Para las rentas más altas, la crisis pasó mucho antes que para el ciudadano medio. Los que más tienen fueron los que más se beneficiaron del repunte de Wall Street, de la mejora del mercado inmobiliario y de tipos de interés por los suelos, por no dejar de mencionar los dividendos que reciben por sus inversiones en empresas que vuelven a ser muy rentables. Los más ricos controlan el 90% del capital que se mueve en el parqué.

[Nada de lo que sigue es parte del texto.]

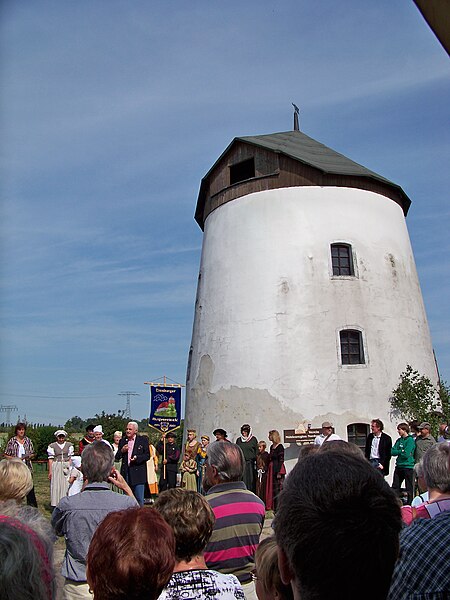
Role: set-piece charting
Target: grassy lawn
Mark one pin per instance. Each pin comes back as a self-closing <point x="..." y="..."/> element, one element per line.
<point x="42" y="489"/>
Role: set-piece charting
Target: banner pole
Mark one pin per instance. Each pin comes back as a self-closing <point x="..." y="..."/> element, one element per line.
<point x="164" y="457"/>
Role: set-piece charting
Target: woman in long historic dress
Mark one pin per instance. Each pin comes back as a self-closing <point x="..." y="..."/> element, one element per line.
<point x="249" y="446"/>
<point x="152" y="469"/>
<point x="58" y="454"/>
<point x="188" y="469"/>
<point x="192" y="444"/>
<point x="277" y="471"/>
<point x="20" y="446"/>
<point x="262" y="467"/>
<point x="201" y="462"/>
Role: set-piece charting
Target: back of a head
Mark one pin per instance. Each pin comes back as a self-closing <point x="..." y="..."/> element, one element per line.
<point x="228" y="460"/>
<point x="343" y="447"/>
<point x="15" y="479"/>
<point x="268" y="572"/>
<point x="131" y="555"/>
<point x="435" y="467"/>
<point x="97" y="459"/>
<point x="338" y="521"/>
<point x="191" y="518"/>
<point x="26" y="554"/>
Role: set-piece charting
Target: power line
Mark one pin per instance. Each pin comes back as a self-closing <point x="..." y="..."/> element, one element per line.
<point x="127" y="413"/>
<point x="52" y="397"/>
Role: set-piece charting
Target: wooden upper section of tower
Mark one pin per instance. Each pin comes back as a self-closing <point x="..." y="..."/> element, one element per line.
<point x="279" y="160"/>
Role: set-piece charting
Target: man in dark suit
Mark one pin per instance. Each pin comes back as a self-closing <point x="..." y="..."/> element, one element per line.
<point x="378" y="447"/>
<point x="170" y="460"/>
<point x="134" y="452"/>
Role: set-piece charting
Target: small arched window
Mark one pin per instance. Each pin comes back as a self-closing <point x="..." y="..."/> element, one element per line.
<point x="342" y="260"/>
<point x="352" y="349"/>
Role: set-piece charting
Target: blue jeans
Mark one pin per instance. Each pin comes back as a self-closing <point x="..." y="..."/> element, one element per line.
<point x="138" y="491"/>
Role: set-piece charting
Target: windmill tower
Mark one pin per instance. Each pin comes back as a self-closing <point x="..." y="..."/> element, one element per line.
<point x="308" y="305"/>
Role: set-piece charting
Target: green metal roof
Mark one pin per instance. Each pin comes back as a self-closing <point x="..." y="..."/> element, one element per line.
<point x="301" y="147"/>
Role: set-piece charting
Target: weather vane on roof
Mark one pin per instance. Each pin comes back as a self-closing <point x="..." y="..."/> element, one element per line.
<point x="296" y="113"/>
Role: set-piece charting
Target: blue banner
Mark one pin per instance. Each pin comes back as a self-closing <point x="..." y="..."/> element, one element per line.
<point x="165" y="407"/>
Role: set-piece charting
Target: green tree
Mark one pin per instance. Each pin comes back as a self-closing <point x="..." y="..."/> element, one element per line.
<point x="444" y="398"/>
<point x="75" y="425"/>
<point x="416" y="397"/>
<point x="110" y="423"/>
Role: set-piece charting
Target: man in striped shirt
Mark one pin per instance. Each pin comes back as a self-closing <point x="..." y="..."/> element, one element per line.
<point x="239" y="515"/>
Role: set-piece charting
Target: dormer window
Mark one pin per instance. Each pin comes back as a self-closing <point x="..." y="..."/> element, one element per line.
<point x="242" y="171"/>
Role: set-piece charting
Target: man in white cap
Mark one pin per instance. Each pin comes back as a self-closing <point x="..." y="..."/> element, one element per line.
<point x="98" y="433"/>
<point x="327" y="434"/>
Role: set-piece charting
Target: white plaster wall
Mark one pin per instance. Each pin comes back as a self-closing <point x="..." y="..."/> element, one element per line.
<point x="265" y="346"/>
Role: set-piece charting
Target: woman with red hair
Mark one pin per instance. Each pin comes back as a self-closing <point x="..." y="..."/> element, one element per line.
<point x="131" y="556"/>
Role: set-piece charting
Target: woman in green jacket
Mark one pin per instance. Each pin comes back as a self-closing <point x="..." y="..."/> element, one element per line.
<point x="404" y="449"/>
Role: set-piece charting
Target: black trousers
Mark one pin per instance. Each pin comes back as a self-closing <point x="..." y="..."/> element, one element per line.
<point x="407" y="475"/>
<point x="168" y="482"/>
<point x="31" y="498"/>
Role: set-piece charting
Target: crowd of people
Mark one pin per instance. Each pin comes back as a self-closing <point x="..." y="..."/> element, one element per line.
<point x="339" y="528"/>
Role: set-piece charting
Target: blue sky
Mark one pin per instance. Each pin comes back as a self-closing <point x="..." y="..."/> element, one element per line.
<point x="112" y="112"/>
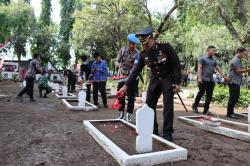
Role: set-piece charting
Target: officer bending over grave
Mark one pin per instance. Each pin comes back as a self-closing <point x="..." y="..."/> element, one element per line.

Esa brecha también se ve a escala global. El FMI advierte de que el desempleo sigue afectando de manera desproporcionada a los jóvenes. Se calcula que hay aún 200 millones de empleos por recuperar en todo el mundo, destruidos por la crisis financiera. La gran dificultad está en cómo desmontar la estructura puesta en marcha para responder a la crisis sin que eso afecte a los emergentes. Hacia ellos se dirigió la liquidez cuando el mundo desarrollado estuvo en dificultades y ahora empiezan a mostrar síntomas de debilitamiento. Es otra evidencia de que las réplicas de la crisis siguen reverberando en una economía global que necesita de los estímulos para crecer y está dominada por la incertidumbre. Por eso, el temor es que la próxima implosión no afecte solo a EE UU y Europa, sino también a Rusia, Brasil y China.